I am currently a Consortium for Faculty Diversity postdoctoral fellow in the program in Critical Social Thought at Mount Holyoke College. In Fall 2018, I will be Assistant Professor of English and SWG (Study of Women and Gender) at Smith College. I received my PhD in English and Women’s Studies from the University of Michigan, Ann Arbor in the summer of 2016, and my BA in Studio Art and English from Agnes Scott College in 2007. My research lies at the intersection of critical disability studies, contemporary multi-ethnic US literature, and women of color feminisms. I am at work on a manuscript titled Anatomy of the City: Race, Infrastructure, and US Fictions of Dependency, which examines how multi-ethnic U.S. literatures situated in post-Reagan cities recuperate the maligned condition of public dependency. Drawing together ethnic literary, feminist disability, women of color feminist, and urban sociological studies, it re-conceptualizes the pathologized cityscape disabled by anti-welfare policy, and positions dependency as an underexplored yet vital analytic for ethnic American cultural critique. Attending to infrastructure as thematic, formal, and analytic concern, I argue that writers, artists, and activists like Karen Tei Yamashita, Helena María Viramontes, Toni Cade Bambara, Anna Deavere Smith, and Grace Lee Boggs salvage dependency by highlighting public support systems: healthcare, transportation, education, sanitation, and food welfare. In doing so, they emphasize our contingency on human and material infrastructures alike—the often-obscured pipes, wires, roads, and labor networks that regulate metropolitan life. Through their engagement with infrastructural support, the texts in my study register, contest, or overwrite dominant rhetorics of dependency, which selectively equate racialized and gendered deviance with state parasitism (i.e. the “illegal” migrant, the welfare queen). City infrastructure, in the literary-cultural afterlife of 1996 U.S. welfare reform, operates as a figure of condensation for a counter-discourse of dependency—one that documents the disabling violence of state divestment while foregrounding a public ethics of care. My work has appeared in Disability Studies Quarterly, the anthology Disability Studies and the Environmental Humanities, and Lateral: Journal of the Cultural Studies Association. In 2012, I received the Irving K. Zola Award for Emerging Scholars in Disability Studies.
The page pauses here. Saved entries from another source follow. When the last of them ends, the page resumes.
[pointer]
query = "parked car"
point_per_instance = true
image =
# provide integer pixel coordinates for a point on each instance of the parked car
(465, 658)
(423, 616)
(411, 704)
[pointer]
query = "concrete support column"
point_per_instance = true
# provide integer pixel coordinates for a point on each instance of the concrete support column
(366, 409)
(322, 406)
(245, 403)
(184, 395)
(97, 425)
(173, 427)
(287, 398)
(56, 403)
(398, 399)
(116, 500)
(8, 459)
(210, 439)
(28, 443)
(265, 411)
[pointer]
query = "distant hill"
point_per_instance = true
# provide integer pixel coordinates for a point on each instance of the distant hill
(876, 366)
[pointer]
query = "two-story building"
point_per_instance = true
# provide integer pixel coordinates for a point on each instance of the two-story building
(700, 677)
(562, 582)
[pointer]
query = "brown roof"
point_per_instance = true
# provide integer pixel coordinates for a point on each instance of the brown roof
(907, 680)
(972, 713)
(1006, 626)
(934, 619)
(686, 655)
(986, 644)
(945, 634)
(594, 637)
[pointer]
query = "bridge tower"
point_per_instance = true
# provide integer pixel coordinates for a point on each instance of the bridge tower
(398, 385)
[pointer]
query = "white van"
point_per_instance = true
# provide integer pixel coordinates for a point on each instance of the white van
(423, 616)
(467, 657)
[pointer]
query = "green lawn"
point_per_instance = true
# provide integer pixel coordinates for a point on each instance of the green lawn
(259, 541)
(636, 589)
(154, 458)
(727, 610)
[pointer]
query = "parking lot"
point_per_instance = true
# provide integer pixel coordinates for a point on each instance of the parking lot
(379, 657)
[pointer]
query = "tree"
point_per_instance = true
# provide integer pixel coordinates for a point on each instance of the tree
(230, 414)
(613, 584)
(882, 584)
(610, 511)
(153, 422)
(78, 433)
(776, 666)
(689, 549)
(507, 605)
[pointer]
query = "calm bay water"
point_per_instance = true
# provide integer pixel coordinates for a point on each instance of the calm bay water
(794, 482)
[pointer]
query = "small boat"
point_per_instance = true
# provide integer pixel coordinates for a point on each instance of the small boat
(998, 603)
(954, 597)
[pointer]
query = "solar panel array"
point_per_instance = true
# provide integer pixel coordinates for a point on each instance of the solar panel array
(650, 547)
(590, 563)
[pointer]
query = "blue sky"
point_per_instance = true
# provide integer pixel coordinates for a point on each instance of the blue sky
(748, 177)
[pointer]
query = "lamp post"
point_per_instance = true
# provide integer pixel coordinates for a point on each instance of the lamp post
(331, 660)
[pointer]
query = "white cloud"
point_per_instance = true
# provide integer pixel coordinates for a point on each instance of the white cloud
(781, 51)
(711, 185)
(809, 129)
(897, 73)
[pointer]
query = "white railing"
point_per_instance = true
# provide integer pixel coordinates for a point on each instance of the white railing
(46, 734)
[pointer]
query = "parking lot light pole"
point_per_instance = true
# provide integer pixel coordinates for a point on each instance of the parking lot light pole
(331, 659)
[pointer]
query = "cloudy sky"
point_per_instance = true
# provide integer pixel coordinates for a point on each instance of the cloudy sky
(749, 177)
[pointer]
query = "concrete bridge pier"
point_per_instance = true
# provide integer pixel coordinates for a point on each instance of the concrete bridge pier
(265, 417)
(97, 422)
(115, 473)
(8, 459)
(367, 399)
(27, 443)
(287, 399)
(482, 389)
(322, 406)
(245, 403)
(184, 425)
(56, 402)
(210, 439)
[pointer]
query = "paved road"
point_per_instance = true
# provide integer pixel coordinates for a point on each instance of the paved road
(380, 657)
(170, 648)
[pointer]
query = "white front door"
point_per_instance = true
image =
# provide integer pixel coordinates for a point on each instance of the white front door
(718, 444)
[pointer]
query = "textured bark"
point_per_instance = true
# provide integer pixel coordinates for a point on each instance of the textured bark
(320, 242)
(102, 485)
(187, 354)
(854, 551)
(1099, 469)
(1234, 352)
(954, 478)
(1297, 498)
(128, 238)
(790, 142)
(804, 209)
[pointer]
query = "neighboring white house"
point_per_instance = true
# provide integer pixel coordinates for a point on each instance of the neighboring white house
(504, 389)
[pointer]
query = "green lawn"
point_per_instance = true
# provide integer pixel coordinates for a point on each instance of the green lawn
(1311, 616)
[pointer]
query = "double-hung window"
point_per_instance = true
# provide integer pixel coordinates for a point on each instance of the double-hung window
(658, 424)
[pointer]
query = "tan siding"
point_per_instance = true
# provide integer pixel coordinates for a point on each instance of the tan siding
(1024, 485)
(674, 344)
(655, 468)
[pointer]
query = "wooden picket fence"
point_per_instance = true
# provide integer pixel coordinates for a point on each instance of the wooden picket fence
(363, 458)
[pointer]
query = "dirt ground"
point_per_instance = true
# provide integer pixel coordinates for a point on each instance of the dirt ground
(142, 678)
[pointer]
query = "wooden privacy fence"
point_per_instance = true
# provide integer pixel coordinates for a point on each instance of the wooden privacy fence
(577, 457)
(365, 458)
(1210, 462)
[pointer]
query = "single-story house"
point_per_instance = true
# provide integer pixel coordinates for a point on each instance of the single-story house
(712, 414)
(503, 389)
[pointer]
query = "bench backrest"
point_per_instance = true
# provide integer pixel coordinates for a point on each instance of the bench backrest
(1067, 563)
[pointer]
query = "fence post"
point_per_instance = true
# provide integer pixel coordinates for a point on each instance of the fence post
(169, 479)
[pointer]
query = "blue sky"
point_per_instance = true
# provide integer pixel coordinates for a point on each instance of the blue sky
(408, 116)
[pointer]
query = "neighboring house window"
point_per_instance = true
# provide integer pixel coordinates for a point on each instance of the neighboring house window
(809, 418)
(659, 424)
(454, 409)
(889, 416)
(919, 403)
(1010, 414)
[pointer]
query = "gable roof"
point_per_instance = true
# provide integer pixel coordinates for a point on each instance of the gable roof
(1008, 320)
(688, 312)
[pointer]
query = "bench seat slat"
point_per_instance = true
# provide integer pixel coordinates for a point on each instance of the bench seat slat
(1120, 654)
MemberSarah Tucker Jenkins

Sarah earned her bachelors in Women’s and Gender Studies from the University of North Carolina at Chapel Hill. While in North Carolina, she was also a research assistant for the book, Transforming Scholarship: Why Women’s and Gender Studies Students Are Changing Themselves and the World by Drs. Michele Tracy Berger and Cheryl Radeloff. She earned her masters in Women, Gender and Sexuality Studies at Florida Atlantic University. While at FAU, Sarah taught Introduction to Gender and Sexuality Studies and volunteered with the LGBTQA Resource Center. She also founded the student organization, The F-Word: FAU Feminists. Her master’s thesis is titled “Hegemonic ‘Realness’? An Intersectional Feminist Analysis of RuPaul’s Drag Race.” Sarah also earned an M.Ed. in Critical Studies in Educational Foundations at Ohio University, where she served as the Women’s Center Program Coordinator for three years. She is currently serving as the Young Women Leaders Program Mentoring Coordinator at the University of Virginia.